Colômbia:
Um narcoterrorista no palácio presidencial?

por Manuel Salgado Tamayo (*)

Uribe em pose eleitoral No domingo, 26 de Maio de 2002, o candidato liberal dissidente Álvaro Uribe Velez, em meio a um processo caracterizado pelo recrudescimento da violência e um abstencionismo superior a 52% foi eleito Presidente da Colômbia.

Desde a ruptura do processo de paz por Pastraña e durante as eleições parlamentares pode perceber-se um crescente processo de direitização de um amplo segmento da sociedade colombiana. O discurso extremista de Uribe minimizou as críticas daqueles que recordaram suas ligações com o narcotráfico e os paramilitares.

O jornalista Joseph Contreras, da revista norte-americana Newsweek , assinalou que nos fins dos anos 70 Álvaro Uribe Vélez, quando exercia o cargo de presidente da municipalidade de Medellín, trabalhou nos planos de habitação financiados por Pablo Escobar: "Medellín sin tugurios", "Medellín Cívico", foram, entre outros, os programas que tornaram Escobar um "cidadão ilustre e benfeitor". [1]

Entre Março de 1980 e Agosto de 1982, época do florescimento dos carteis da droga, Uribe foi Director da Aviação Civil, cargo que lhe permitiu conceder licenças para pilotos e autorizações de construção de pistas para os narcotraficantes. Seu ajudante então era César Villegas que depois se comprovou estar vinculado ao Cartel de Cali.

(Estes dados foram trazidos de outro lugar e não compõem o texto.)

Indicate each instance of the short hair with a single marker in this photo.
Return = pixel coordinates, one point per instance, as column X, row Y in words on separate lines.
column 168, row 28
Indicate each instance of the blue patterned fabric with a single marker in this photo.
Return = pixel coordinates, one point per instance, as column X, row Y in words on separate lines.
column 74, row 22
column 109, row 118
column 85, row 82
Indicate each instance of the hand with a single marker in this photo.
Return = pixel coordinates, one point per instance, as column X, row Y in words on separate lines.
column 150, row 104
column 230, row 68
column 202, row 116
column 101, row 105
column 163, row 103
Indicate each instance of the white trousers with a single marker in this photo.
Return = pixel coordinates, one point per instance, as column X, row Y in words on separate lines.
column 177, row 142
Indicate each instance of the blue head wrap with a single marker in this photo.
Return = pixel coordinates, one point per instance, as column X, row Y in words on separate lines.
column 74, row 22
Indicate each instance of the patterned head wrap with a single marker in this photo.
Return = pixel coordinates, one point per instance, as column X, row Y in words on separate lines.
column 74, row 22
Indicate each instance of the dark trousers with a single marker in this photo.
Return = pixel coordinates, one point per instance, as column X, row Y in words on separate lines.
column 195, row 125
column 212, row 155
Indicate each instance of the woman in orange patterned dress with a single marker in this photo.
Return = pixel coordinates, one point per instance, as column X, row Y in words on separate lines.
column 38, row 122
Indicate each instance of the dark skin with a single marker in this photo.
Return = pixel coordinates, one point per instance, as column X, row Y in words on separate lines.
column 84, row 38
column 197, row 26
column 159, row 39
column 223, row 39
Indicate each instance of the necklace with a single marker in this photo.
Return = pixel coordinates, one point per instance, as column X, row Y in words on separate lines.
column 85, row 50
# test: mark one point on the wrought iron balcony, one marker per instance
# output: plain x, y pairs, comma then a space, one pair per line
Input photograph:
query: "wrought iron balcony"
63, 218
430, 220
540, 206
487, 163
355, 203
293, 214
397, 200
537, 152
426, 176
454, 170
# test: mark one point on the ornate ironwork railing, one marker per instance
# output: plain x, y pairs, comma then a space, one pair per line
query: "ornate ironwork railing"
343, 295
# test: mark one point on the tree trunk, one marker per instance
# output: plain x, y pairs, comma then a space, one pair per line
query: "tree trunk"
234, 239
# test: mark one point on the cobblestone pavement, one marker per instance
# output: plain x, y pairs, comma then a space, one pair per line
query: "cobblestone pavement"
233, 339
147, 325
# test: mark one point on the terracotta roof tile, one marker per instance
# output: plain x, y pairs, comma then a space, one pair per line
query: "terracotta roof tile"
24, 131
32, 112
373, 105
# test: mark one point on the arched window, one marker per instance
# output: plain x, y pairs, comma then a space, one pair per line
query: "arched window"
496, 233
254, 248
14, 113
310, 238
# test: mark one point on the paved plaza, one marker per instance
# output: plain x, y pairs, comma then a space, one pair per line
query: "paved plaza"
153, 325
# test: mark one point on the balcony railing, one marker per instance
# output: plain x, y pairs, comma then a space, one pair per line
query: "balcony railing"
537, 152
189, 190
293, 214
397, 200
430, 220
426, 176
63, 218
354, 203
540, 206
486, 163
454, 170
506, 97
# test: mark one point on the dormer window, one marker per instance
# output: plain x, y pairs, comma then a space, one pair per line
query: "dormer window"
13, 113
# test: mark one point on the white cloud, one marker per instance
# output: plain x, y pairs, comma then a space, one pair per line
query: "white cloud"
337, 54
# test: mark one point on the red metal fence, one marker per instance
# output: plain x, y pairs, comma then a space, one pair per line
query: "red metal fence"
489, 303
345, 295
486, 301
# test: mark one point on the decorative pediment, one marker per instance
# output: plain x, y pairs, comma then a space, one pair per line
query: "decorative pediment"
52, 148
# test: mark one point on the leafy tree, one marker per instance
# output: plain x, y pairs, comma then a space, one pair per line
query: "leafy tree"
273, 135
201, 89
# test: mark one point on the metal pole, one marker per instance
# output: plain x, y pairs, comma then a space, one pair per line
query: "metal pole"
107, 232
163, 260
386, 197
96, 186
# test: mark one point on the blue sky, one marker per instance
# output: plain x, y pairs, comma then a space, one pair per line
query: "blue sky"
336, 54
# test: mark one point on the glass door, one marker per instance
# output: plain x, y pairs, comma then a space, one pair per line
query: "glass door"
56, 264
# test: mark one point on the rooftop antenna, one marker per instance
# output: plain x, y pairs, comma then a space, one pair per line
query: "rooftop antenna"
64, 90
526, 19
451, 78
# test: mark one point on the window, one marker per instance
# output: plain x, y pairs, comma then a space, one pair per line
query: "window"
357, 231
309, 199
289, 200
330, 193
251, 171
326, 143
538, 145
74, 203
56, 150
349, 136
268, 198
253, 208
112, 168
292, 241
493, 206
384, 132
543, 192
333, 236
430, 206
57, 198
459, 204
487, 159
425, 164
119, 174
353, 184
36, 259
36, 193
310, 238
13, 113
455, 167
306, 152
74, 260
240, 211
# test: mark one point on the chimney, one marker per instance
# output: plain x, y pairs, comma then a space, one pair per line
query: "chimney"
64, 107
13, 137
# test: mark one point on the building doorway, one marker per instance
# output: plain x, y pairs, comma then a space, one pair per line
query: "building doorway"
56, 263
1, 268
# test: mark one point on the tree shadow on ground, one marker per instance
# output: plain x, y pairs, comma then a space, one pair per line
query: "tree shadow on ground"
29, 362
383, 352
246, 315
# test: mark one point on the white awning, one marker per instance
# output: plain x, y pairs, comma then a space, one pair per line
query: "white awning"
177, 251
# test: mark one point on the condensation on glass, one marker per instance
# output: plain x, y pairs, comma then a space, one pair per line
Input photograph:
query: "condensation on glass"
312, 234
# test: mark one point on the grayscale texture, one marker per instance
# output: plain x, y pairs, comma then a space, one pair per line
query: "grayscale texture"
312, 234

Tal como ocorre com alguns membros da aristocracia colombiana, Alavro Uribe Vélez vem de uma família ligada ao narcotráfico. Seu pai, Alberto Uribe Sierra, foi um homem de negócios pertencente ao Clan Ochoa. Quando foi assassinado próximo da sua quinta em Antióquia, a fina flor da sociedade local assistiu ao seu enterro, juntamente com o então Presidente da Colômbia, Belisario Betancur, em meio a discretos protestos daqueles que conheciam suas ligações à cocaina, recorda o escritor Fabio Castillo. [2]

Nos anos 90, quando era Governador de Antióquia, teve como chefe de gabinete Pedro Juan Moreno, o mesmo que foi surpreendido pela DEA como proprietário da empresa que havia comprado os 50 mil quilos de produtos químicos para preparar cocaína. Ainda na década do 90, ao ser eleito Governador de Antióquia, promoveu a criação das Cooperativas de Segurança Privada "Convivir", iniciativa destinada a legalizar o paramilitarismo. No Congresso de Pecuaristas, em 1996, foi aprovada a extensão dessa iniciativa de Uribe Vélez a nível nacional e, além disso, promover sua candidatura presidencial.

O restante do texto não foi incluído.